First, a deal that does not have public support is not likely to last. The risk of collapse down the road would be significant. The incentives to comply with the agreement must be stronger than the incentives to cheat. If the public doesn’t trust the deal, neither Rouhani’s government nor a future government will be able to adhere to it. As such, Rouhani and his allies would not be willing to spend political capital for a deal that would fall apart shortly after being signed.
Second, the Rouhani government appears to believe that the sanctions regime cannot be further ramped up — and may even collapse soon — regardless of whether or not a nuclear deal is reached. The last few months of diplomacy have simply taken the wind out of the sails of the sanctions proponents. Rebuilding the international will to intensify sanctions on Iran will be a tall order. Leaders in Europe and Asia hope that Iran will be open for business again soon, and the government in Tehran knows that.
Combined with geopolitical changes in the region and beyond — in particular, U.S.-Russia tensions and the rise of the Islamic State in neighboring Iraq — Tehran also believes the United States’ military options to strike a nuclear Iran are even more limited than they were in 2012. Washington cannot afford to be at war with the Islamic State, where Tehran’s help is needed (if covertly), while also being at war with Iran. This has given Rouhani’s team — and the hard-liners — more flexibility in their calculations.

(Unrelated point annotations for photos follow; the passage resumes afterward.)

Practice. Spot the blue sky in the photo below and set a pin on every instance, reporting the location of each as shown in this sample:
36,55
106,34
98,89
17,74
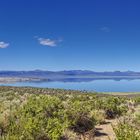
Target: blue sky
99,35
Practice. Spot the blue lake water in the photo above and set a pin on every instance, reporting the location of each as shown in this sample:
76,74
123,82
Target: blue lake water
95,85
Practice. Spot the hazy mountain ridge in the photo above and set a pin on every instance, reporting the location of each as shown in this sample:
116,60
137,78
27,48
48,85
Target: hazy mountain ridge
68,73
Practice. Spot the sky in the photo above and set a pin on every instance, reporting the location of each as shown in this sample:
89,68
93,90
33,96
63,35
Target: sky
98,35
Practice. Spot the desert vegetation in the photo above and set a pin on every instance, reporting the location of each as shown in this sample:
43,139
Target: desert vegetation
55,114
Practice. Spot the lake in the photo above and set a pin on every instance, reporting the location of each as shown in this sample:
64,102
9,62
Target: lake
101,85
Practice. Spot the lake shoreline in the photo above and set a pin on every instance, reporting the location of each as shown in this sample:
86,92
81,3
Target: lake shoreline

Simply put, Iran can afford to say no to a deal that doesn’t meet its bottom line requirements.
Many in the West and in Iran are skeptical that the views of the Iranian public matter to policymakers. A former member of Iran’s parliament told me that, ultimately, Rouhani only needs to convince one person in order to make a deal work: Supreme Leader Ayatollah Ali Khamenei. That may seem well known, but even the former MP also acknowledged that the supreme leader’s office itself conducts at least one public opinion poll a month. Rarely are these made public, yet the supreme leader’s office carefully studies them — as does the Iranian negotiating team.
As they look at these opinion polls, the policymakers in Tehran would do well to remember that the wheels of history are driven by mistakes and miscalculations as much as enlightened strategies.
Rouhani’s team will be committing a potentially irreversible mistake if they calculate that they can manage the consequences of diplomatic failure. As my colleague Reza Marashi and I recently argued, failure to secure a deal would not just continue the status quo between Iran and the West. The situation would deteriorate, with severe military, economic, and security consequences. And it may take another decade or two before the politics of Washington, Tehran, and the region align to give diplomacy a chance. Moreover, the volatility in the region means that geopolitical shifts that thus far may have benefited Iran can easily shift in the opposite direction.
Washington must proceed carefully, too. Even though public sentiment in Iran regarding centrifuge numbers and nuclear research may be a direct product of the government’s own domestic rhetoric, the public’s attitude may nevertheless paint the governing elite in a corner. Pressure from the West will not break this deadlock.